When one explains to a government minister what is happening in deep
France, they don't refute the account, but they are simply lost. They
can't even figure out how it would be possible to backtrack: the whole
technostructure is built on metropolisation and globalisation. So they
are in a constant 'keep on forging ahead' mood [***]. According to
them, the only way out is more mobility, more digitalisation ... as
if a broadband connection was enough to be a stakeholder in the world
economy, whether Manhattan or in a godforsaken provincial backwater.

But if you start questioning the prevailing neo-liberal 'happy'
globalisation model [****] and that of the 'open' society, then you're
branded luddite, uncool, retrograde believer is a 'closed' backward
society, etc. In fact, behind the smiling mask of the 'open' society
lurks the herd mentality of the new bourgeoisie, concentrated in the
metropolises, and protecting its class interests just as the old
bourgeoisie did yesterday.

Q: But how to go against the forces that widen the social and
territorial divides? Which kind of counter-measures would you suggest
to reign in metropolisation and globalisation?

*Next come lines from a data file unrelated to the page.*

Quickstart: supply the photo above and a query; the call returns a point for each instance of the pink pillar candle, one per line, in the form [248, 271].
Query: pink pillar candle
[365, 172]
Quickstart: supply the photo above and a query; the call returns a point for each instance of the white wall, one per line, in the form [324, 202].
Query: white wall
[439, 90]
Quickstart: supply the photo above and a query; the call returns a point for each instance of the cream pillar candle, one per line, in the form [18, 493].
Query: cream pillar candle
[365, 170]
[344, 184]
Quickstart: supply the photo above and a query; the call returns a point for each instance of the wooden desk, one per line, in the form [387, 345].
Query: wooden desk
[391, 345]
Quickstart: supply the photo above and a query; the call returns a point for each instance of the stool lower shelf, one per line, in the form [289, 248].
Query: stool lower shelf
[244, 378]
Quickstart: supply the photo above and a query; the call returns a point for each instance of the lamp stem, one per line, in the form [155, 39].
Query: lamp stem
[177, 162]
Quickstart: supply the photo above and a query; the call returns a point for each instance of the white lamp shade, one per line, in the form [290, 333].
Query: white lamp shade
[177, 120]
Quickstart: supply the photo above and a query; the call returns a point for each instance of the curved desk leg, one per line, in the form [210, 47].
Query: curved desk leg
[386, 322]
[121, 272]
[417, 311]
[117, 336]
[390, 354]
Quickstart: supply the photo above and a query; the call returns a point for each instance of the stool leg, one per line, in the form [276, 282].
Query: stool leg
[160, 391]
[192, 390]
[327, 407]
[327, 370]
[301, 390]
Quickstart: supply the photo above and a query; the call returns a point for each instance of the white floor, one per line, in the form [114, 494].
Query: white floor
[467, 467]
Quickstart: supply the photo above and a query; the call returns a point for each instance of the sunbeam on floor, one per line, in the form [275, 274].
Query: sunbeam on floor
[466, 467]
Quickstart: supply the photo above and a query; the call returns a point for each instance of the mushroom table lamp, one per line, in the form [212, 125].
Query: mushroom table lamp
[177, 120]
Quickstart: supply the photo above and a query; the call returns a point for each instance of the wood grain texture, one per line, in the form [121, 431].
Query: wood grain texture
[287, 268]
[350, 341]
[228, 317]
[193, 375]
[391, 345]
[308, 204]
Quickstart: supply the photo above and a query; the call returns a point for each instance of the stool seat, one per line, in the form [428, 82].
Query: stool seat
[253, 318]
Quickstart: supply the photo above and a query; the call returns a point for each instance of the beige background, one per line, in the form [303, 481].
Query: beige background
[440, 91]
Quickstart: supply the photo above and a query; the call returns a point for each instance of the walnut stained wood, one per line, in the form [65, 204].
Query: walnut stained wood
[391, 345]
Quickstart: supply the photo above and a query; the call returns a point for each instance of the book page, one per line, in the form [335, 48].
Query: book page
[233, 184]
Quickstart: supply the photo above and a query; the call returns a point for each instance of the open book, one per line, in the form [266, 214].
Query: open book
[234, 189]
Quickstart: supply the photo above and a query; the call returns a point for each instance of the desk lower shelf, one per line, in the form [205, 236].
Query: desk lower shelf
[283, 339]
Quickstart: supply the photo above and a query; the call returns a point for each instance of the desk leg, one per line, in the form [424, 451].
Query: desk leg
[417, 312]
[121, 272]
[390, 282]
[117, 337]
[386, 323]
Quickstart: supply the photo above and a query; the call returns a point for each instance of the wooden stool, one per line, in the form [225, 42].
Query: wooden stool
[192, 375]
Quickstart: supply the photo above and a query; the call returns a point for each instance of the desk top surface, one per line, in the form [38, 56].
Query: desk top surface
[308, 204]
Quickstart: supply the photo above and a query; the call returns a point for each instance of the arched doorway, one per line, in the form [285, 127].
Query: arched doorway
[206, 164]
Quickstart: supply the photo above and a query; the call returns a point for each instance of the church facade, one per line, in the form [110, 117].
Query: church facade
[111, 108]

CG: Change should come from below. It is not for me to give lessons to
people and territories that are very diverse. People can make things
out for themselves, thank you very much. They know best about their
social, economic, cultural realities. If you want to lessen tensions
that would be the very first thing you should look at. Yet periphery
France is being totally side-stepped by the parties of government
(sc.: whether right or left). The political class holds territories
outside the metropolises for a negligible quantity in economic terms,
and has taken its leave from the popular classes which are by now
completely disenfranchised, and express that by either not voting,
or voting for extremist parties. The majority of the people have
zero confidence in the media, in the scientific community, or in the
political parties. People simply say no.

Facing de-legitimization, the political class waxes irate and gets
ever more contemptuous of the masses. One could witness that with the
totally irrational responses to Brexit: the elites blackball those who
oppose globalisation and wish to exit the EU, accusing them of being
xenophobes, morons, illiterates, nitwits with zero understanding, etc.
etc. This violence of the elites is a sure sign that 'the France from
above' [*****] is brittle: every system under stress tends to get
tough with its opponents.

But the media and political class will not be able to go on for long
time in that direction, reality will overtake it sooner or later.
A system that no longer includes the majority does not last very
long. The economic model based on metropolisation and globalsiation,
despite the riches it creates, does not 'make society'. It cannot be
sustainable.

Q&D translation by Patrice Riemens
Amsterdam, October 19, 2016.




..........

[*] https://fr.wikipedia.org/wiki/Christophe_Guilluy

[**] Guilluy's main argument being that the neo-liberal economy is 
draining all resources towards the big cities (the 'metropolises') where 
power and money and the upper classes are concentrating/ed. The rest is 
simply abandoned to its own devices, both in terms of people and of 
territories.

[***] or in other words, back to Yanis Varoufakis' genial formula 
"Extend and Pretend" ...

[****] title of a famous book by the infamous liberal thinker Alain Minc 
("the market is the natural state of society, democracy is not")

[*****] title of CG's book this interview is about.